After opening the day in green, share markets in India continued the momentum throughout the day and ended the day in green. Sectoral indices were mixed, with stocks in the IT sector and stocks in the banking sector leading the gains.
At the closing bell, the BSE Sensex stood higher by 293 points (up 0.8%) and the NSE Nifty closed up by 97 points (up 0.9%). The BSE Mid Cap index ended the day up 0.5%, while the BSE Small Cap index ended the day up by 0.6%.
Asian stock markets finished in green. As of the most recent closing prices, the Hang Seng was up by 0.2% and the Shanghai Composite was up by 1.4%. The Nikkei 225 was flat%. Meanwhile, European markets too were trading in green. The FTSE 100 was up by 0.5%, The DAX, was up by 0.1% while the CAC 40 was up by 0.2%.
The rupee was trading at Rs 67.15 against the US$ in the afternoon session. Oil prices were trading at US$ 70.44 at the time of writing.
In news from stocks in the banking sector. State Bank of India (SBI) has decided to take a tough stand against big loan defaulters.
Rajnish Kumar, the SBI chairman said that banks will force insolvent companies into liquidation if potential bidders try to suppress prices under the bankruptcy process.
The Reserve Bank of India (RBI) was empowered through an ordinance in May last year to direct banks to initiate insolvency proceedings against borrowers for resolution of stressed assets. The regulator shortlisted 12 companies with a total debt of over Rs 2 trillion in June for bankruptcy proceedings, about 25% of all non-performing bank loans. They included Essar Steel, Bhushan Steel, Lanco Infratech, ABG Shipyard, Bhushan Power and Alok Industries.
The RBI then issued another list of 28 defaulters for debt resolution.

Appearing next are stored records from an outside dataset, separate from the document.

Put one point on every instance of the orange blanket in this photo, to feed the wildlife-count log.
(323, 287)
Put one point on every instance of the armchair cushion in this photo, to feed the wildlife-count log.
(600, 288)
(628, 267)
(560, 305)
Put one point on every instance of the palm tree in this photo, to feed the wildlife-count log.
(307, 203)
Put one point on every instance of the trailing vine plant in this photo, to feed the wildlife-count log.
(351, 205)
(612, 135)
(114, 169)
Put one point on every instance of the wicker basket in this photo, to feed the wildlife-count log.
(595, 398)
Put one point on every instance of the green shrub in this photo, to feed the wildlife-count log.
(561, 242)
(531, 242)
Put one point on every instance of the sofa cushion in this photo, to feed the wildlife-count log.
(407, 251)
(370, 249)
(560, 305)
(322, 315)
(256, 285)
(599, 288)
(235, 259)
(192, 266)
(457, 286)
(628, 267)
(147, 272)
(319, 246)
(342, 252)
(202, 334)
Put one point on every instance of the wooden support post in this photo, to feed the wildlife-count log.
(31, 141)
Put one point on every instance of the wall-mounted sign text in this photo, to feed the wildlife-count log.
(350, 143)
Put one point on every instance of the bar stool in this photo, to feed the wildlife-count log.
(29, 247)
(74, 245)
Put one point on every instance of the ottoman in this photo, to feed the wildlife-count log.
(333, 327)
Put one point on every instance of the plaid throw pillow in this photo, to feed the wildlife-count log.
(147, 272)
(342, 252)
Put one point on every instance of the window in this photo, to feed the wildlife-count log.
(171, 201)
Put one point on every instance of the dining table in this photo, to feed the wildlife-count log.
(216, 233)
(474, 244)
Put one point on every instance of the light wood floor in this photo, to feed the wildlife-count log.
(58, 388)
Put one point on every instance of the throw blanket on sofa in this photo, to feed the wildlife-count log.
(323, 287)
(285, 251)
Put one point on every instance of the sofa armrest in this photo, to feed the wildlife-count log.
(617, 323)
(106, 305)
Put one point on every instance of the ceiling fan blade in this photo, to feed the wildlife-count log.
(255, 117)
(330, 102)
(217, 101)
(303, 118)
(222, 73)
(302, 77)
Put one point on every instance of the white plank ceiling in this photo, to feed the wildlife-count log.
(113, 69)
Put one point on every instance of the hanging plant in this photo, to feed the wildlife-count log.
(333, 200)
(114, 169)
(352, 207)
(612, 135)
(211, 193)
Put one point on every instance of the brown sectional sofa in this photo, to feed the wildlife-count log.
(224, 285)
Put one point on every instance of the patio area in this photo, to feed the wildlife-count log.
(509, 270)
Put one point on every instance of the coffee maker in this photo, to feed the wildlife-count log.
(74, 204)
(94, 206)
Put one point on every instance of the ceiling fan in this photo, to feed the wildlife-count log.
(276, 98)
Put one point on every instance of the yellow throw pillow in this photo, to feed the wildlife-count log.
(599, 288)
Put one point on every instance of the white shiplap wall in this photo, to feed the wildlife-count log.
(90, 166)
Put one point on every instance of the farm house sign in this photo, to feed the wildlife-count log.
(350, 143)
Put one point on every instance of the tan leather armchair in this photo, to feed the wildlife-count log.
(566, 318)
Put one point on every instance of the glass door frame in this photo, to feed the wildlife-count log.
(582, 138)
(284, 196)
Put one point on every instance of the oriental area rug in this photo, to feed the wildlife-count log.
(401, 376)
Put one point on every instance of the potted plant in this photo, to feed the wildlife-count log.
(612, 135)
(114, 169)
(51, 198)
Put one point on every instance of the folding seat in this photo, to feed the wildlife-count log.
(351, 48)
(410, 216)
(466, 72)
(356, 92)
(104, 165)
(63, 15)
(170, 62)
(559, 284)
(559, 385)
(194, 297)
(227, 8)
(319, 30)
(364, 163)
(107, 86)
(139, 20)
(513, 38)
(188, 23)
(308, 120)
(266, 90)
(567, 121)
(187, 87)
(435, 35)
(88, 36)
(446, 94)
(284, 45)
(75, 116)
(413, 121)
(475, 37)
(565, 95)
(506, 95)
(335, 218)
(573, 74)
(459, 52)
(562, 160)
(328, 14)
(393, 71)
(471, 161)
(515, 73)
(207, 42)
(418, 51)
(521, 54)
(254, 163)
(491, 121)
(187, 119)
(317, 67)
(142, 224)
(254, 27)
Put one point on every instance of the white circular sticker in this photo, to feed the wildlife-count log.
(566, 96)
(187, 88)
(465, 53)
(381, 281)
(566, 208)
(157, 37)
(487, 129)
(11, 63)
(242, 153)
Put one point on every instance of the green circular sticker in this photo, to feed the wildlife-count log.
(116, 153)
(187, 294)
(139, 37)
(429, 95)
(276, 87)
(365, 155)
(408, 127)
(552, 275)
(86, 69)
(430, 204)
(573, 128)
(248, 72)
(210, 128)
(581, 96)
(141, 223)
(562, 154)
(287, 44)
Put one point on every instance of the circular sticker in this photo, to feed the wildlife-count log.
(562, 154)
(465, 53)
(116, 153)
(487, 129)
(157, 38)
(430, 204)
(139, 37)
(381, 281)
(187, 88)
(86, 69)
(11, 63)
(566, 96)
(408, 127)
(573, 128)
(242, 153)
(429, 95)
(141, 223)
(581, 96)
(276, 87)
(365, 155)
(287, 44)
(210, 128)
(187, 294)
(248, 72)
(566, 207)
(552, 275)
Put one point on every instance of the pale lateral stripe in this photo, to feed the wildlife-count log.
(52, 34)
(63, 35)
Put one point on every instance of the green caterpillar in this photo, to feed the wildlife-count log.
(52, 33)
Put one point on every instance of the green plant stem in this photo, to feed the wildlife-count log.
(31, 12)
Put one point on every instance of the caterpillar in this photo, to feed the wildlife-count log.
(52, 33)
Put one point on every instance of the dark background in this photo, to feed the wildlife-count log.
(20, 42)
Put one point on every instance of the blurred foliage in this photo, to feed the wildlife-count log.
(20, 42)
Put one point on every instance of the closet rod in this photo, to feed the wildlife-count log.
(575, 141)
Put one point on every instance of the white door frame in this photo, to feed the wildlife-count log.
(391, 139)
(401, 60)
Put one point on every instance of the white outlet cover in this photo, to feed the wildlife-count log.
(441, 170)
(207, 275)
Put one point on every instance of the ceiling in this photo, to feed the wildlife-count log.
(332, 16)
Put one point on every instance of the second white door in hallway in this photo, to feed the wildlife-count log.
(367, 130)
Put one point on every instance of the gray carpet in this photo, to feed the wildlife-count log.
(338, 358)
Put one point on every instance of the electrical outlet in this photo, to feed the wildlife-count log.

The current law allows a maximum 270 days for resolution - an initial 180 days and 90 days of extra time on top of that. The resolution process for these debt-ridden companies are at various stages, with bids having been submitted for some of them.
Big Borrowers Turning into Big Offenders

Buffett's and Peter Lynch's principle of not watering weeds fits in perfectly well with the businesses of banking as well. Banks, in principle, must be careful about not extending loans to borrowers with poor creditworthiness or payment track record. That too, irrespective of the size of the borrower.
However, the data from State Bank of India shows that when it comes to big corporate borrowers, our banks literally look the other way. The share of large corporates, in total advances of the banking sector, has almost remained unchanged over past three years (at an average of 55%).
However, their contribution to incremental slippages has been huge. At one point, the big corporate borrowers accounted for nearly 90% of total NPAs of the sector.
Therefore, according to us, banks with large corporate books (be it PSUs or private sector) deserve a lower valuation if they can't keep NPAs in check.
Moving on to news from stocks in the oil and gas sector. ONGC share price was among the top gainers today. The state-owned energy major was in focus today after it reported at 6.3% rise in natural gas production for the year.
ONGC produced 484 billion cubic meters (bcm) of gas in 2017-18 as against 22.088 bcm in 2016-17, he said. This is the highest gas output by Oil and Natural Gas Corp in five years and the growth rate is higher than the global average of 3-4% cent year-on-year. This puts ONGC on track to double its output by 2022.
ONGC has stepped up on bringing newer fields into production after Prime Minister Narendra Modi set a stiff target of reducing oil import dependence by 10% by 2022. India currently imports over 80% of its oil needs.
The overall gas production, which includes production from the joint ventures, registered a growth of 5.8% at 24.6 bcm, as against 23.2 bcm in the previous year. The growth in output was largely contributed by C-26 Cluster fields, Daman and Vasai East fields in the western offshore as well as sub-sea well S2AB in the eastern offshore, he said.
From the onshore fields, there has been an increase in production particularly from Ramnad area in Cauvery Asset. There has also been a considerable increase in associated gas production from Ankleshwar and Assam Assets.
The company is targeting gas production of 24.41 bcm during the current financial year and incur an investment of around Rs 70 billion.
ONGC share price ended the day up by 3.3%.
And here's a note from Profit Hunter
GAIL is the top gainer in the Nifty 50 Index - up 4%. Let's have a look at its chart.
The stock bottomed out at 146 in August 2015 and traded in a strong uptrend tracking the rising trendline (blue line). At a high of 300 in March 2017, it found a strong resistance there. Historically, the January 2011 and November 2014 peaks acted as a resistance at the 300 level.
The bulls struggled a bit at the 300 level, but they finally managed to break the level and the stock made a new life-time high of 390 in December 2017. The stock has been correcting since then.
In March 2018, the stock bounced up from the 300 support level (previous resistance now support). The uptrend line (blue line) also acted as a support for the stock. Today, it rallied up 4% with healthy volumes and broke above the falling trendline (red line).
So does this indicate that the stock will soon achieve its new life-time high? Let's keep a close watch on it.